Researchers have uncovered a fascinating revelation about the behavior of hydrogen atoms in irradiated gibbsite, a material used extensively during the Cold War-era plutonium production. This study, published in the journal Physical Chemistry Chemical Physics, sheds light on the impact of residual impurities on the stability of these hydrogen atoms, with significant implications for energy security and radioactive waste management.
Mystery solves the secret of hydrogen in irradiated gibbsite
Aluminum was used preferentially for fuel cladding material during the time of the Cold War at the US Department of Energy’s Hanford Site in Washington State. Fuel processing results in gooey byproducts which are stored under the ground in tanks, and this aluminum is probably present there as boehmite and gibbsite.
This research is of fundamental nature and deals with irradiated fuel wastes situations (i.e., one of the most complex and extreme conditions). Here we explore a complex between Al and trace species, the residues of synthetic precursors that might influence radical presence in gibbsite. They also tested irradiated boehmite, which is already known to capture and stabilize hydrogen. The implications of this study in terms of energy–security nexus, energy de-carbonization nexus and safe management and disposal of legacy-radioactive waste are far-reaching.
Small Amounts Of Impurities: The X-Factor For Hydrogen Atoms To Stay Broken
The results indicate that hydrogen atoms detected in gibbsite nanoplates induced by gamma radiation are related to some degree of residual contamination. Concomitantly the concentration of these hydrogen atoms decreases faster, because their lattice site are interstitial gibbsite layers instead of edge and surface sites like in boehmite.
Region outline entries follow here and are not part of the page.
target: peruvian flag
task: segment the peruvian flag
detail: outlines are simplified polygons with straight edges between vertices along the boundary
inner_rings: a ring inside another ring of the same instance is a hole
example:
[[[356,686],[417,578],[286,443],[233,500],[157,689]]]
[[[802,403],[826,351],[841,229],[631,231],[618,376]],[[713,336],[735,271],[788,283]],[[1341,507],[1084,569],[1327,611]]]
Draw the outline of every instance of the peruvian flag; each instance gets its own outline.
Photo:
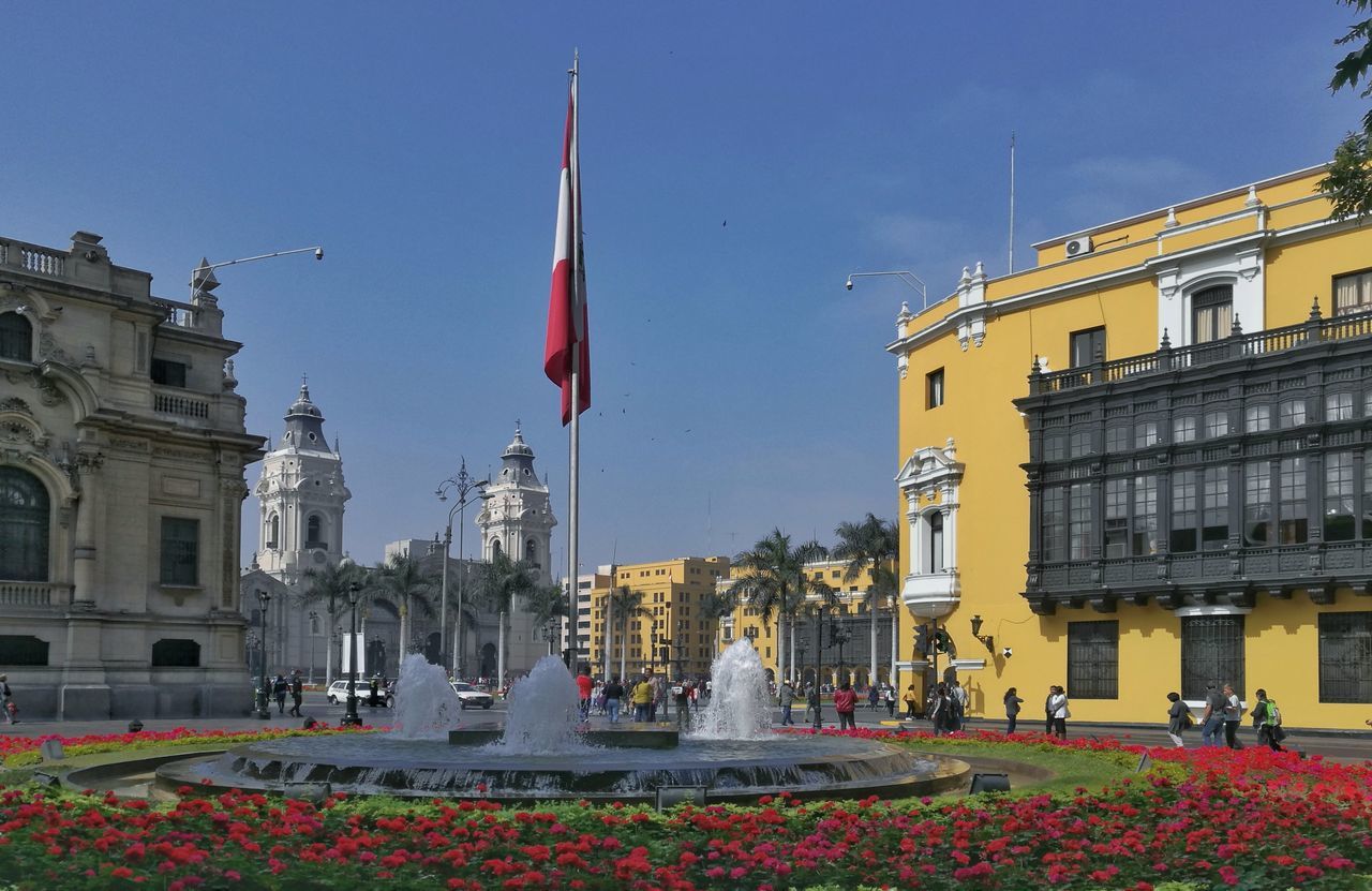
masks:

The authors suggest that such experimental evidence of different behavior for hydrogen atoms in gibbsite and boehmite can assist with understanding the extreme chemical complexity of radioactive waste.
This has generated expectations about the potential of this mineral for use in high-level waste repositories and nuclear power plants, the research recently published in The Journal of Physical Chemistry C concluded that ions remaining from different precursors (Al(NO3)3 or AlCl3) used during synthesis influence the generation and stabilization of gamma-radiation-induced hydrogen atoms inside gibbsite nanoplates . This work further explored the binding and desorption energies of hydrogen within boehmite, which will serve to both trap and stabilize hydrogen atoms in a structure.
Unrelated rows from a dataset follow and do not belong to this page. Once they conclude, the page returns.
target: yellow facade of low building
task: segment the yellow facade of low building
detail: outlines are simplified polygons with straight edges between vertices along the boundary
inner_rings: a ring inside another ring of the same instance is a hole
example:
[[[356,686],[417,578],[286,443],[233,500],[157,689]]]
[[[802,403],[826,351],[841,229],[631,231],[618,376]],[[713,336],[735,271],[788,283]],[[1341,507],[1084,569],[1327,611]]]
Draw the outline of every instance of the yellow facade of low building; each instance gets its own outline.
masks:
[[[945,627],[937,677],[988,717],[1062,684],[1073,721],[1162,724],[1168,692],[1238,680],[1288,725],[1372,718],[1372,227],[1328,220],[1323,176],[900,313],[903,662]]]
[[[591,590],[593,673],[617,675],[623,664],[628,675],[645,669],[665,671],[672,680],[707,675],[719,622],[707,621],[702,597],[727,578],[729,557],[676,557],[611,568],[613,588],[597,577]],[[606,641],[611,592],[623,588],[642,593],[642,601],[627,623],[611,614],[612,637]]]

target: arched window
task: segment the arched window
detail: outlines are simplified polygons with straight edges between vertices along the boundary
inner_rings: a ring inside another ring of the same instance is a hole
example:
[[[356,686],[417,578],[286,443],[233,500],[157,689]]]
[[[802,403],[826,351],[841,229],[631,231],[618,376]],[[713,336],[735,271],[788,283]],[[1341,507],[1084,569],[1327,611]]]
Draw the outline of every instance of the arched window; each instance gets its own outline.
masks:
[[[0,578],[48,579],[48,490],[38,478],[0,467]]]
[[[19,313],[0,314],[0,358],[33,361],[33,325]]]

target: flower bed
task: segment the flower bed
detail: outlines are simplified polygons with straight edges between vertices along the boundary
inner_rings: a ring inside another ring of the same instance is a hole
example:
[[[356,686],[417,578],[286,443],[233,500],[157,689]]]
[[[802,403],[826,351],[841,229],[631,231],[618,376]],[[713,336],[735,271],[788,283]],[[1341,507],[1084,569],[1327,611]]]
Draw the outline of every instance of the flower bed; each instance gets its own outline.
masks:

Revealed structures: Diffuse Reflectance Infrared Fourier transform Spectroscopy and X-ray Photoelectron Spectroscopy
The IDD researchers used a range of analytical tools to determine the impact of impurities that remain in gibbsite on how hydrogen atoms are stored. Hydroxyl groups in gibbsite synthesized from nitrate and chloride, as well as nitrate in gibbsite form Al(NO3)3 was analysed by diffuse reflectance infrared Fourier transform spectroscopy. X-ray Photoelectron Spectroscopy also revealed the presence of chloride residuals in AlCl3-based gibbsite.
Although the fractions of these residual ions on the surface were ~0.4 atom % for nitrate and ~0.6 atom % for chloride, their concentrations far exceeded any amounts that had measurable effects on the bulk properties of gibbsite, yet this level was sufficient to affect material response to radiolysis. Hydrogen Atoms and electron paramagnetic resonance spectroscopy All doses contained hydrogen atoms (to a lesser or greater extent) in the Cl-gibbsite as quantified by the method of catalytic generation, which is less sensitive to anions such as OOH than direct EPR did. NADA was not present (or below limits of detection) at any sampling timepoint for NO3 -gibbsite by all methods used. This suggests that hydrogen atoms are produced for in both conditions, however, they only get stored when Nitrate is not present.